The Asian American and Pacific Islander (AAPI) community is incredibly diverse, consisting of numerous ethnicities, cultures, origin countries, languages and socioeconomic backgrounds. While AAPI is a term that unifies many, the AAPI community is far from monolithic. Local leaders must acknowledge and embrace the diversity within it. By recognizing the diverse experiences of AAPI renters and homeowners, tailored programs can be developed to support them.
Note: While AAPI is a term that unifies many, it is an inexact term. The terms used in this blog (Asian, AAPI) are used interchangeably not to cause intentional confusion, but because there is no universal agreed upon definition or categorization. Some studies cited refer to the “Asian” population broadly, but do not specify which countries of origin are included. This is a broader reflection for the need for shared definitions and data disaggregation, however, not the main topic of this blog.
Who are AAPI Renters and Homeowners?
As of 2021, the AAPI community, comprised of the U.S. Census Bureau’s “Asian” and “Native Hawaiian and Other Pacific Islander” racial categories, makes up 5.9 percent of the overall population. Within this group, there are six primary heritages: Chinese (23%), Indian (22%), Filipino (15%), Vietnamese (10%), Korean (8%) and Japanese (4%). However, there are numerous other countries of origin that fall into the “Other” Asian and “Other” Native Hawaiian and Other Pacific Islander categories, including Pakistani, Cambodian, Hmong, Thai, Bengali, Mien, and more.
Dispelling Common Misconceptions
One of the prevailing misconceptions is that Asians (broadly defined) excel in terms of economic well-being compared to the broader U.S. population and other racial/ethnic groups. On the surface, census data seems to support this claim, indicating that Asian Americans outperform other groups in terms of income, homeownership, rates and more. However, these aggregate statistics hide significant disparities in key measures of well-being. For example, while Asian American households have the highest median income compared to all other race/ethnicity, there is a substantial disparity in earnings across different Asian origin groups, more so than in other racial/ethnic communities.

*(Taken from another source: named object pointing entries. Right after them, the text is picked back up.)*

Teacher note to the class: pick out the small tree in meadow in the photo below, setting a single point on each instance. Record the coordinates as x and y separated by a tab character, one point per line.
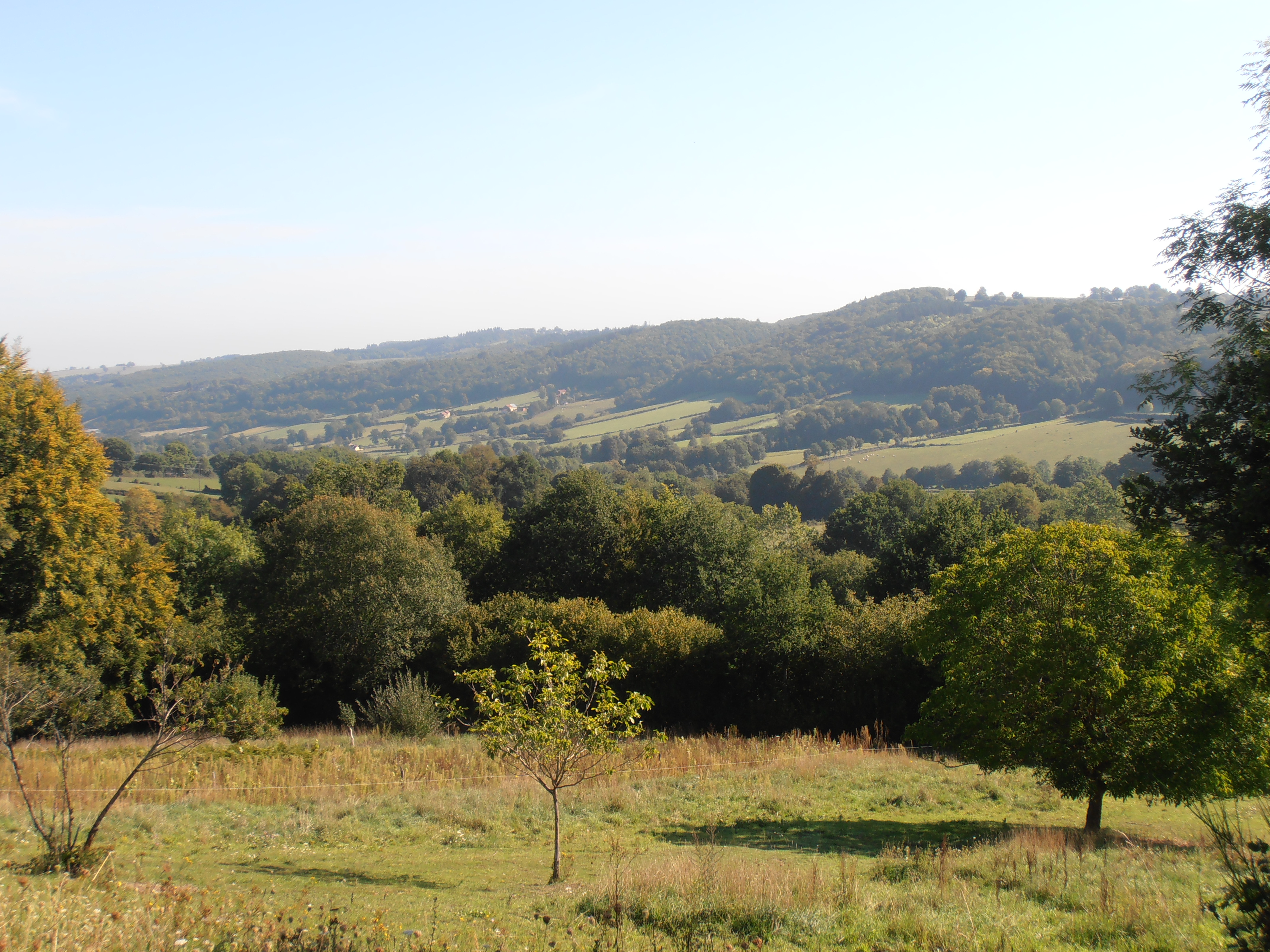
556	721
1105	662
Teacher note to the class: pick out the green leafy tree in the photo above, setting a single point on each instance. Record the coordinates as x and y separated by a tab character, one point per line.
557	721
1013	499
64	705
570	544
210	560
1105	662
118	451
870	521
1095	501
177	457
379	483
474	532
244	482
1212	451
1069	471
347	594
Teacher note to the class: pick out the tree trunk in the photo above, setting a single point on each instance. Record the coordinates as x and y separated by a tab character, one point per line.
1094	816
556	814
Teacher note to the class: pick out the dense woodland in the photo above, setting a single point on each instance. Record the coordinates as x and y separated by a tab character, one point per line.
1022	351
336	573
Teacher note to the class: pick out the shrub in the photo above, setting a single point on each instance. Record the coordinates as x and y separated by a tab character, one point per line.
406	706
249	706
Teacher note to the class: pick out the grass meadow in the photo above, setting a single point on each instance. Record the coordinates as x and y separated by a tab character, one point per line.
1103	440
118	485
716	845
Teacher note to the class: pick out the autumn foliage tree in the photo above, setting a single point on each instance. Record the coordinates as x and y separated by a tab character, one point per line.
73	593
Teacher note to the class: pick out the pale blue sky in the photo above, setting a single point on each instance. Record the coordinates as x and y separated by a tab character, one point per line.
183	181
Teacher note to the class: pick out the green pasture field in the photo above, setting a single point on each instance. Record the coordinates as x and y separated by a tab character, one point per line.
1103	440
163	484
646	417
812	847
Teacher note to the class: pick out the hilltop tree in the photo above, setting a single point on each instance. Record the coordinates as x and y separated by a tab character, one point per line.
1213	450
1104	662
557	723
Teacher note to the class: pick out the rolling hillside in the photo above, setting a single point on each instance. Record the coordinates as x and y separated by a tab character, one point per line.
900	343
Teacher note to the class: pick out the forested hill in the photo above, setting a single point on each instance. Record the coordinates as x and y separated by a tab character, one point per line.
905	342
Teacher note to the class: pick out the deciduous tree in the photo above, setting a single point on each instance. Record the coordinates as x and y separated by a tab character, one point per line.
1105	662
556	721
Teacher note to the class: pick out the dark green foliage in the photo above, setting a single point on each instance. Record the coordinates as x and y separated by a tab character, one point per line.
1130	466
249	706
976	474
1105	662
910	535
817	493
869	522
379	483
345	597
943	477
1213	450
512	480
677	659
846	573
519	480
853	673
1069	471
1018	502
403	705
568	544
1244	908
118	451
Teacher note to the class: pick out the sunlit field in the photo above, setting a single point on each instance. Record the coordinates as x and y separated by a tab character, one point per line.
713	843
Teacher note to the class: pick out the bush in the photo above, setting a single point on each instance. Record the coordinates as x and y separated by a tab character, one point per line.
249	706
406	706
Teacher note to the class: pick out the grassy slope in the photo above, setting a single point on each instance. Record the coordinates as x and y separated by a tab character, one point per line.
116	485
821	847
1052	441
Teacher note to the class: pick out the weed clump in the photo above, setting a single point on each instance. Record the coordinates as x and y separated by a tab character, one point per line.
406	706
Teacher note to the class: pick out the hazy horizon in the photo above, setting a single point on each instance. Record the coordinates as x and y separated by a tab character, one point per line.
179	183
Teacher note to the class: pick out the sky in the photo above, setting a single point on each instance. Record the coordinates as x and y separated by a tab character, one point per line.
186	181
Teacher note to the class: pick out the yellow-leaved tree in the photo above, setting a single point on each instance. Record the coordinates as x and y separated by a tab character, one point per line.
89	633
73	593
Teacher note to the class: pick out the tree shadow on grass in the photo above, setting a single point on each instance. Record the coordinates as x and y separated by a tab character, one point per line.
341	878
860	837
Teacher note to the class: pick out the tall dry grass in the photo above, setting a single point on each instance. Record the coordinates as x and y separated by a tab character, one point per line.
1047	887
324	766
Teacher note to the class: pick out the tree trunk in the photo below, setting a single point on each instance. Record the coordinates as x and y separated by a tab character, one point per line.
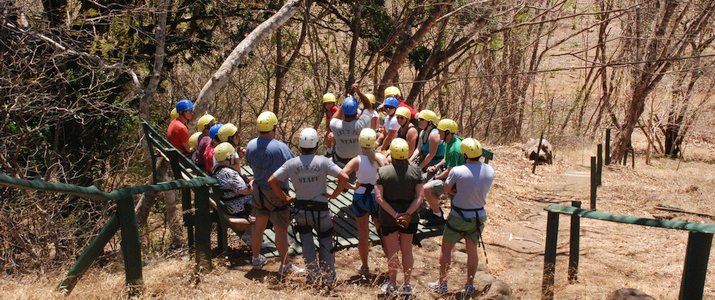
206	97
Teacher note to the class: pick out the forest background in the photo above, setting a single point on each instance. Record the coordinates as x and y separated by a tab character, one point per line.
78	76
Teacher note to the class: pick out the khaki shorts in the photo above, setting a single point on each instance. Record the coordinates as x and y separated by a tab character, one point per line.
465	228
266	203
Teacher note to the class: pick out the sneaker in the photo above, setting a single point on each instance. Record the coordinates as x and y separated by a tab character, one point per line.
469	290
258	262
388	288
362	270
290	268
406	289
437	287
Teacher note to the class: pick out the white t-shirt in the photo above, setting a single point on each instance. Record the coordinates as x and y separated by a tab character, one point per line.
473	181
347	133
308	175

Similar disparities emerge when we compare “Asian” with “white” or “Black” or other racial/ethnic groups when looking at data on higher education attainment. In 2022, 59.3 percent of the Asian population held a bachelor’s degree, compared to 41.8 percent of the non-Hispanic white population; 27.6 percent of the Black population, and 20.9 percent of the Hispanic population. However, the share of those with a bachelor’s degree range from 72 percent among Indians, to just 9 percent among Bhutanese.
Blanket statistics that just focus on the AAPI community in aggregate create a false portrait of the AAPI as uniformly well off. This misconception ultimately undermines many of the struggles that AAPI individuals face with housing stability, poverty and educational attainment. Moreover, the model minority myth can often morph into an implicit criticism of other racial/ethnic groups.
What barriers do they face?
According to one study of seven cities, one in four AAPI households are severely housing cost-burden, paying more than half of their income towards housing costs, though this varies widely across ethnic subgroups and geography. A significant share of the severely cost-burdened households is limited English proficiency household. Without culturally competent and language-specific resources, many of these households may fail to connect to the resources that can support them. One study found that 54 percent of severely cost-burdened Asian households are Limited English Proficient compared to 9 percent of severely cost-burdened white households.
What can cities do?
Disaggregate any data on AAPI residents across subgroups
Because there is such disparity in income and educational attainment, it is imperative to disaggregate any data on AAPI residents across subgroups. Failing to disaggregate data erases the experience of those at the lowest end of the spectrum. Furthermore, the issues that are important to AAPI residents will vary widely across subgroups, often by origin or by income.
States such as California and New York have signed bills that require data on the AAPI community be disaggregated. These are the first important steps for more government actors—local, state and federal, to begin understanding how diverse the AAPI community is.
For example, Austin, TX City Council adopted a resolution calling for a quality-of-life check on the city’s Asian community, across many different facets of local government including access to services, housing, jobs, mobility, health care, and translation/interpretation services. The resultant report provides key recommendations including to improve language access programs, draft multicultural outreach and engagement plans, improve affordability, education on discriminatory practice in housing and more. This survey considered all varying identities and origin countries, including 28 Asian ethnicities representing 25 different countries.
Prioritize language accessibility, particularly for severely cost-burdened households
Without language accessibility, households that may need programs and support may not actually know they exist. Prioritizing language accessibility means analyzing dominant non-English languages spoke in limited English proficiency households and partnering with cultural institutions to help spread the word about available support. Working with trusted partners can help mediate across language barriers and potential cultural stigma around receiving government support. The District of Columbia has had a Mayor’s Office on Asian and Pacific Islander Affairs since 1987, to promote and engage the District’s AAPI residents and business owners and mediate between the mayor’s office and AAPI community.
Recognize the affordability challenges that many lower-income AAPIs face
There is a real problem with affordability for low-income AAPIs – both renters and homeowners. For example, low-to-moderate income AAPIs are far less likely to own a home compared to white households in the same income group. Similar nuances appear when disaggregating data across other income groups, or other racial/ethnic origins. More cities should target efforts to ensure stable housing and homeownership to the AAPI community. Disaggregated data will help identify the most vulnerable.
Consider the different types of housing arrangements (whether rent or owned) that AAPI households want
AAPIs are more likely than white households to live in multigenerational housing, meaning two or more adult generations living together in the same home (e.g., a household with a 7-year-old, their parents, and a grandparent or two adult siblings living with their parents would both be considered multigenerational housing). The reasons for choosing multigenerational housing are complex and varied, but may be a cultural choice, out of economic necessity, for caretaking purposes, or some combination of all those reasons and more. Furthermore, the limited data that is available on condos, an important form of multifamily home ownership and a key pathway to first-time homeownership, suggests that Asian households tend to have higher rates of condo ownership over other racial/ethnic group. While more research is needed to figure out why, it is significant that the rates of condo ownership at highest among the Asian population. Multifamily for-sale construction is near historic lows, potentially leaving the AAPI community without choice. Recognize the diversity of housing arrangements that suit the AAPI community and prioritize meeting those needs.
AAPIs are one of the fastest growing racial groups in the United States. To effectively support AAPI renters and homeowners, local leaders must first recognize how diverse the AAPI community really is. Doing so is the first step towards shaping policies and programs that alleviate the housing challenges they face and accommodate their housing aspirations.